Pertencia à classe média alta. Tinha poupança, aplicações, dinheiro guardado. Nada lhe faltava. Homem previdente e econômico: econômico no sexo, econômico no amor, econômico nas finanças, econômico em tudo.

Um belo dia, decidiu parar de fumar. E engordou. E ficou incomodado. E teve medo. Não conseguia parar de comer doces. A única saída que encontrou foi comprar balinhas diet, para suprir sua necessidade de açúcar. Foi ao supermercado e se indignou com o preço dos produtos diet, caríssimos. Ficou indeciso por momentos e, quando se deu conta, já tinha pego uma latinha de balas, aberto a embalagem, enfiado uma na boca e guardado a caixinha metálica no bolso da camisa.

Mal sabia que à partir deste dia entraria num labirinto. Labirinto, sim: sem saída. O final do caminho. Passou a ir todos os dias a supermercados, vários, um após o outro. E furtava balinhas e chicletes "no sugar". Fez daquilo sua diversão. De balinhas e chicletes passou a pilhas e baterias. A coisa foi crescendo e, logo, já vinha para casa com aparelhos de barba, pregos, parafusos, escovas de dente, revolveres de mangueira de jardim. Ia ficando cada dia mais atrevido, cada vez mais sofisticado nos seus furtos. Até que passou a freqüentar a seção de produtos alimentícios. Aí ninguém mais o segurava. Roubava vidrinhos e vidrinhos de condimentos. Desde os mais simples, como canela em pó e pimenta do reino, até os mais sofisticados, como curry e endro. Um dia chegou ao ponto máximo da cara de pau.
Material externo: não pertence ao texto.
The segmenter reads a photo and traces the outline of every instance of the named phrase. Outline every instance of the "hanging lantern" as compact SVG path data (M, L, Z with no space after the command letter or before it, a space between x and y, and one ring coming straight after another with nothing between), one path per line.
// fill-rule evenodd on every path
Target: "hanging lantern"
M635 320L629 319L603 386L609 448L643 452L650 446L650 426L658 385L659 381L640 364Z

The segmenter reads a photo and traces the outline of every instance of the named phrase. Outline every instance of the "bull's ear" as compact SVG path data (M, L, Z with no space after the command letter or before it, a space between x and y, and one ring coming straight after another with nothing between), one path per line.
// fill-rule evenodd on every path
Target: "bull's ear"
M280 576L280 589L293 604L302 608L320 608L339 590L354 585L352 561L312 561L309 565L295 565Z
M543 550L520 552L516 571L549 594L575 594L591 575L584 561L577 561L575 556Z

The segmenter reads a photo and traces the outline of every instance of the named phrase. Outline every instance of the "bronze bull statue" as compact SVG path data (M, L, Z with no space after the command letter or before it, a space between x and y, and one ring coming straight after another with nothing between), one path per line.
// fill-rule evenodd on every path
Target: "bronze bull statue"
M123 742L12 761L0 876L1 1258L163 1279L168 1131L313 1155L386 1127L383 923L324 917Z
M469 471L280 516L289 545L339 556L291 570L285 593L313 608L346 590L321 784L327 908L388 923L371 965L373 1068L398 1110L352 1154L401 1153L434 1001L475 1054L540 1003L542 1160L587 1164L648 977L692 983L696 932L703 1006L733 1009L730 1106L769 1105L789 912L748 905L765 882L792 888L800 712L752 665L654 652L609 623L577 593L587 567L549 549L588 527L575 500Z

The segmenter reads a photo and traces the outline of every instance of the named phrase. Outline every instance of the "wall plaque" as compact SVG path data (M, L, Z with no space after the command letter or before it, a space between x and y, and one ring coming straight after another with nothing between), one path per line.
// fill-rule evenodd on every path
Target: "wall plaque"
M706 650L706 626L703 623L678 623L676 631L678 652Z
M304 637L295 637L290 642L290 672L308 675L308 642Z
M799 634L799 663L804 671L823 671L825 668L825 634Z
Levou para casa, escondidos nos bolsos, vidrinhos de alcaparras e de aliche importados.

"Seu" Afanásio, o incorrupto, o homem correto, que calculava centavos, o homem que não lesava ninguém e que não admitia ser lesado, estava absolutamente viciado em pequenas contravenções, para pavor de sua mulher, que me contou essa história com lágrimas nos olhos. Achei muito triste, embora tenha dado minhas gargalhadas lá no íntimo. Como vizinha desse homem tão chato, que gritava com meus filhos, que não admitia que meu carro ficasse um milímetro na "sua" calçada, que reclamava que as folhas da "minha" árvore sujavam a rua, que não devolvia bolas nem pipas que caíssem em seu quintal, me senti um pouquinho vingada. Afinal, em todo labirinto há um minotauro. Para Afanásio, o minotauro é o Zé da segurança, que um dia vai fazê-lo esvaziar os bolsos na mesa da salinha dos fundos.